«Siamo tornate», sembra dire Elena Bonetti, renziana e Ministro per le Pari opportunità e la Famiglia dell’attuale Esecutivo. Non sono poi così lontani i tempi in cui Laura Boldrini pretendeva di essere chiamata “la” presidente, se non fosse che il 31 gennaio 2020 il Consiglio dei Ministri (Governo Conte I) ha dichiarato uno stato di emergenza sanitaria per l’epidemia da nuovo coronavirus che il Governo Draghi pare voler prorogare fino al 31 dicembre. Nel frattempo la crisi sanitaria è diventata anche profonda crisi economica.

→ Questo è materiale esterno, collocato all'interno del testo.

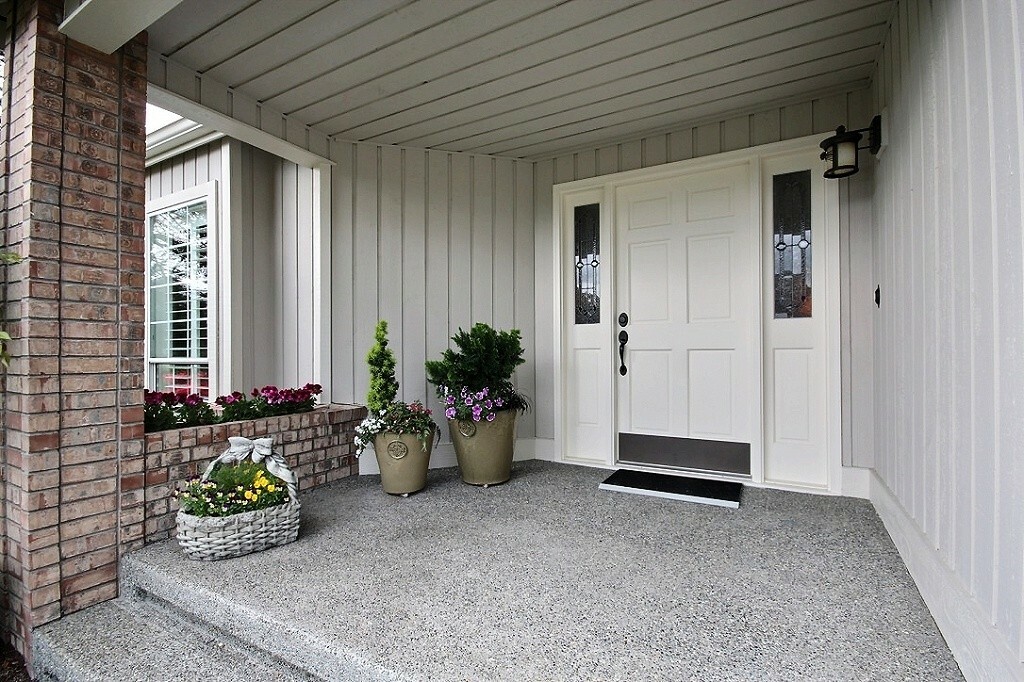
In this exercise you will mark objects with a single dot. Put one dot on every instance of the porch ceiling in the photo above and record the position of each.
(522, 78)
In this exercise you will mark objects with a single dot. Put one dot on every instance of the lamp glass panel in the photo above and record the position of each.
(846, 155)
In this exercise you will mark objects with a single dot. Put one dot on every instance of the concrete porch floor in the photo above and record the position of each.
(546, 578)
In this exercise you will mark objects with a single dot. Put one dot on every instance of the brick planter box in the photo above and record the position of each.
(317, 445)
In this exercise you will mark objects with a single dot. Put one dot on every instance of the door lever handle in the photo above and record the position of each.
(623, 338)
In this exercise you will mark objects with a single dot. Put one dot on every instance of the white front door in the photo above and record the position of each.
(707, 267)
(686, 308)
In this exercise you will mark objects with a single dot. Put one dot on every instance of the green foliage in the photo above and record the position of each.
(485, 358)
(396, 418)
(383, 385)
(482, 366)
(232, 489)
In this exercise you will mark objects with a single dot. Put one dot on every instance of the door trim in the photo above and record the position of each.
(602, 186)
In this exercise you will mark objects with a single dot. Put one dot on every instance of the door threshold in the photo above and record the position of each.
(684, 488)
(684, 471)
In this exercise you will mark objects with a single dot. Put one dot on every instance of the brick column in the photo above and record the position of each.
(73, 142)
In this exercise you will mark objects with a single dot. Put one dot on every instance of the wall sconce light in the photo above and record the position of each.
(840, 152)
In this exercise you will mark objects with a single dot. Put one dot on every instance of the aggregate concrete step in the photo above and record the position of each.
(137, 640)
(303, 645)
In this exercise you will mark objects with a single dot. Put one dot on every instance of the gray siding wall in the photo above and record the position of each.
(790, 121)
(184, 171)
(273, 233)
(430, 242)
(949, 338)
(271, 280)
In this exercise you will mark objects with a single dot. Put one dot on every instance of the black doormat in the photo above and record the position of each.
(718, 493)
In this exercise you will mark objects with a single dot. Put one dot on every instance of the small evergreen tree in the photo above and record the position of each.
(383, 385)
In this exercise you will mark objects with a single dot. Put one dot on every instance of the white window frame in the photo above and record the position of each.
(208, 192)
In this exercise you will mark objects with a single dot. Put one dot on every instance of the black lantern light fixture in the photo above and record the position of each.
(840, 151)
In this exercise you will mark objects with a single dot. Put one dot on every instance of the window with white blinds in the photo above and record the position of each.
(178, 306)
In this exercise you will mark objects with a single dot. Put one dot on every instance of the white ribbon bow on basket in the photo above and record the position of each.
(260, 450)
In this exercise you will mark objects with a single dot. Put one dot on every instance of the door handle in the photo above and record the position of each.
(623, 338)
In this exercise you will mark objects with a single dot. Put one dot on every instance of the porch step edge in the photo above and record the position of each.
(320, 658)
(138, 641)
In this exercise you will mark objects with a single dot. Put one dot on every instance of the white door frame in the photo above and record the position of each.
(602, 187)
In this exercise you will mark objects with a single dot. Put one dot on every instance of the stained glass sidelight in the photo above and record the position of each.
(792, 243)
(587, 236)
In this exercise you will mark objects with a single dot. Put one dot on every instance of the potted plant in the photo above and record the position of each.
(246, 501)
(474, 384)
(402, 433)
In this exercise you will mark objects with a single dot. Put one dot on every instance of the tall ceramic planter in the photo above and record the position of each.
(484, 449)
(402, 462)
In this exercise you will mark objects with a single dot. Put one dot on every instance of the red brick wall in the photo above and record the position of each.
(317, 445)
(74, 144)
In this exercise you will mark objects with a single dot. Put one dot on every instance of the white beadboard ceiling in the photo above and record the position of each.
(522, 78)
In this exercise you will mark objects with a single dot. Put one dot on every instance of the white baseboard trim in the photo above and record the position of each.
(535, 449)
(442, 455)
(855, 482)
(978, 648)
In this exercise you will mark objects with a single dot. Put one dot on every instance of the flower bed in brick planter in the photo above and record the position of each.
(316, 444)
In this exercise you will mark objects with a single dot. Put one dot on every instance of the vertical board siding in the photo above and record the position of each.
(431, 242)
(949, 257)
(183, 171)
(780, 123)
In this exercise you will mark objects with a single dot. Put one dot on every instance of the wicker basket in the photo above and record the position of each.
(212, 538)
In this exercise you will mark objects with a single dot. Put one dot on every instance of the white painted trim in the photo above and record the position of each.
(107, 25)
(322, 279)
(233, 127)
(856, 482)
(670, 496)
(216, 228)
(977, 646)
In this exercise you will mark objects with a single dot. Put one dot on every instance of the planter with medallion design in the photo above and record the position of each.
(403, 461)
(484, 449)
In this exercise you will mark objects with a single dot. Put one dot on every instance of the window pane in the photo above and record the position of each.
(189, 378)
(587, 236)
(792, 244)
(178, 290)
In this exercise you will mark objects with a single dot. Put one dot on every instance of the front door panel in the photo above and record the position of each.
(688, 283)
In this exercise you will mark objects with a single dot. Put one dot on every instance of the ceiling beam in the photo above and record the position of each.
(107, 25)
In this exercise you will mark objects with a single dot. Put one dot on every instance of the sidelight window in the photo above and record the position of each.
(587, 237)
(792, 244)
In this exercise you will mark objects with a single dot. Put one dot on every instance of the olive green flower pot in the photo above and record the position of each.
(484, 449)
(402, 462)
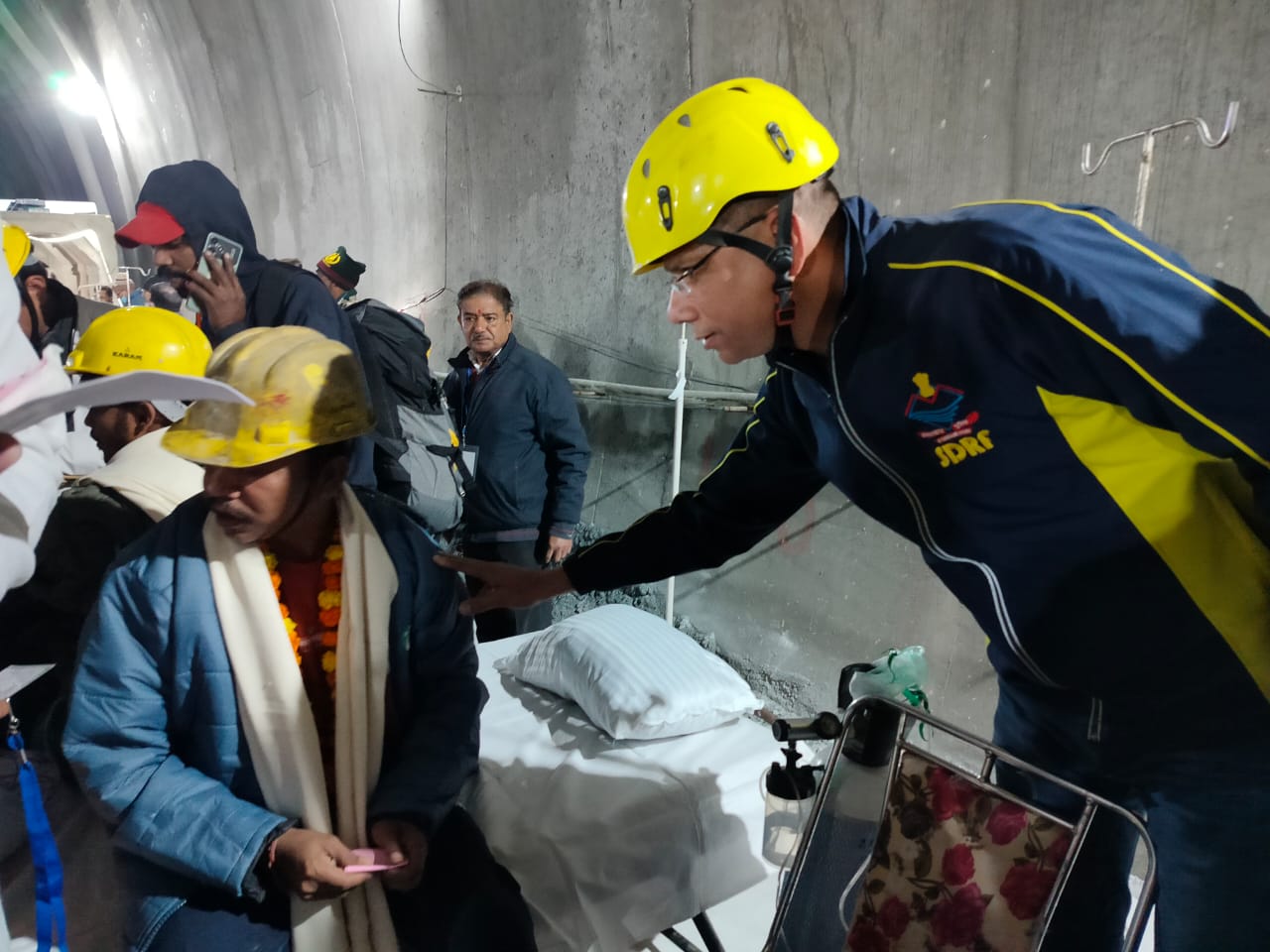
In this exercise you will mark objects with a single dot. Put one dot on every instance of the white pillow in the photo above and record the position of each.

In questo scenario, il Ministro Bonetti rispolvera la battaglia per la declinazione femminile dei termini, arrivando ad invocare una legge sull’utilizzo del femminile nel linguaggio istituzionale. «Sul sito del Governo c’è scritto “ministro”? Faremo una legge anche per questo, perché il titolo ufficiale è ministro, io però penso sia giusto chiamarmi ministra», dichiara, convinta com’è che l’uguaglianza di genere si ottenga declinando i termini al femminile. Aggiunge poi: «All’Università sono professore associato, formalmente, anche se mi faccio chiamare professoressa. Io credo che sarebbe importante promuovere la declinazione al femminile del linguaggio. Se vogliamo testimoniare che le donne possono accedere a qualsiasi ruolo della Pubblica Amministrazione, vivendolo nell’esperienza del femminile, penso che anche l linguaggio debba avere la declinazione al femminile».
Gli italiani saranno riconoscenti.
Glielo lasceremo anche credere, e ci chiediamo se la Bonetti conosca le ultime statistiche dell’Istat sulla povertà. Esse riportano che nel 2020 sono in condizione di povertà assoluta poco più di due milioni di famiglie e oltre 5,6 milioni di persone. I divari territoriali inerenti all’offerta di servizi socio-assistenziali si sono amplificati diventando inaccettabili: dai 22 euro pro-capite della Calabria si passa ai 540 della Provincia Autonoma di Bolzano, con una spesa sociale molto più bassa nel sud Italia. Ci sono dati, numeri e percentuali che descrivono la vita quotidiana di quasi 20 milioni di italiani che risiedono al Sud e che non usufruiscono dei diritti garantiti a ogni altro cittadino. Dopo poco più di un anno di covid, stiamo assistendo a fallimenti a catena di aziende che non hanno più risorse.
Forse il Ministro Elena Bonetti farebbe bene a occuparsi di questi, invece di giocare con le parole. Le battaglie di genere sono importanti, ma sono altre. Piuttosto che sulla declinazione delle parole al femminile, l’azione legislativa deve concentrarsi sul mondo del lavoro, riconoscendo maggiori tutele alle famiglie, supportando paritariamente la genitorialità materna e paterna, così da mitigare in modo equilibrato le problematiche più comuni a lavoratrici e lavoratori impegnati nel difficile compito di crescere la prole. Insomma la politica torni ad occuparsi delle reali esigenze che da tempo attendono risposte. Gli italiani saranno riconoscenti.